Yee Haw! The Rise of Black Country

 
Thanks to Darius Rucker, Rissi Palmer and the Carolina Chocolate Drops, black folks are finally rediscovering their country roots.
 
There’s long been an assumption that black folks and country music just don’t mix—even though that assumption completely erases from history the music and success of Charley Pride, Ray Charles and even the Pointer Sisters: To many blacks, country music is seen as synonymous with rednecks and white supremacists, its incongruity with pigmented people, relegating it to little more than a bad punch line in pop culture. (Cue Samuel Jackson and Bernie Mac stranded at a country juke joint in Soul Men! Two brothers singing country and dancing the two-step! Hilarity ensues.) 
For far too long if you loved country, and you had, what Pride called a “pigmentation situation,” chances are, you kept that love on the down low.
 
Now, it seems, it may finally be OK to come out of the closet.

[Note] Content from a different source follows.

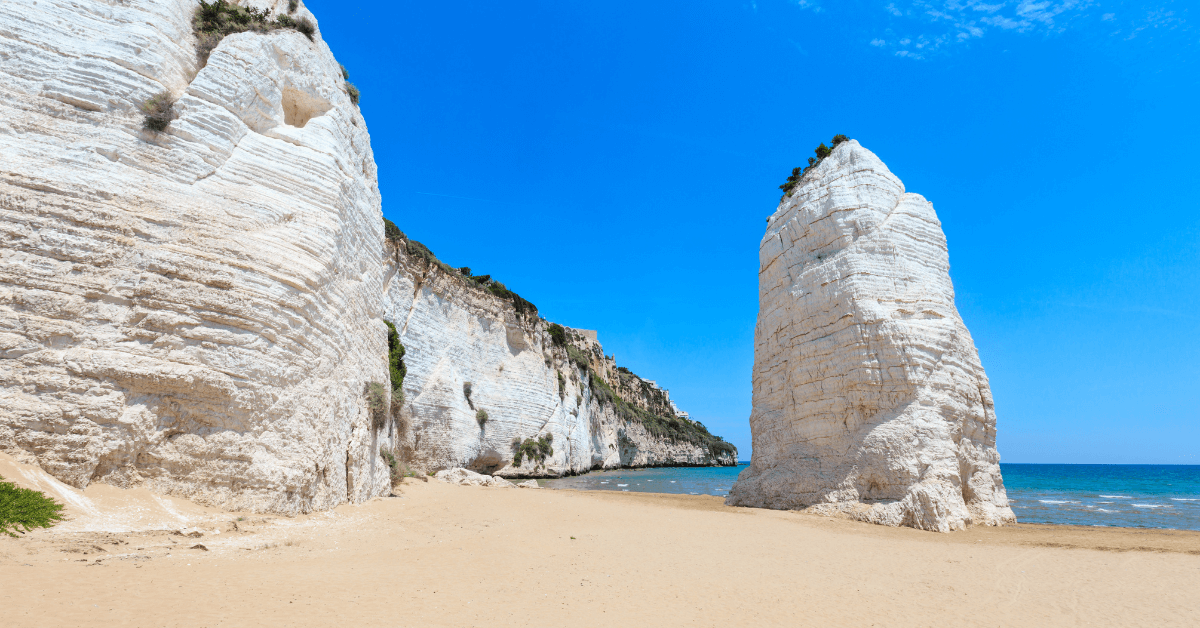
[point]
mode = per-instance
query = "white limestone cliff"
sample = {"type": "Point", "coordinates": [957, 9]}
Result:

Oprah recently dedicated an entire show to country music, declaring, “Country music is the real soul music!” Sitting next to her was Darius Rucker, of Hootie and the Blowfish, who made history atop the country charts, the first African-American solo act to have a No. 1 country hit since Pride wrapped things up in 1983. (Ray Charles, performing with Willie Nelson, had a hit in 1984.)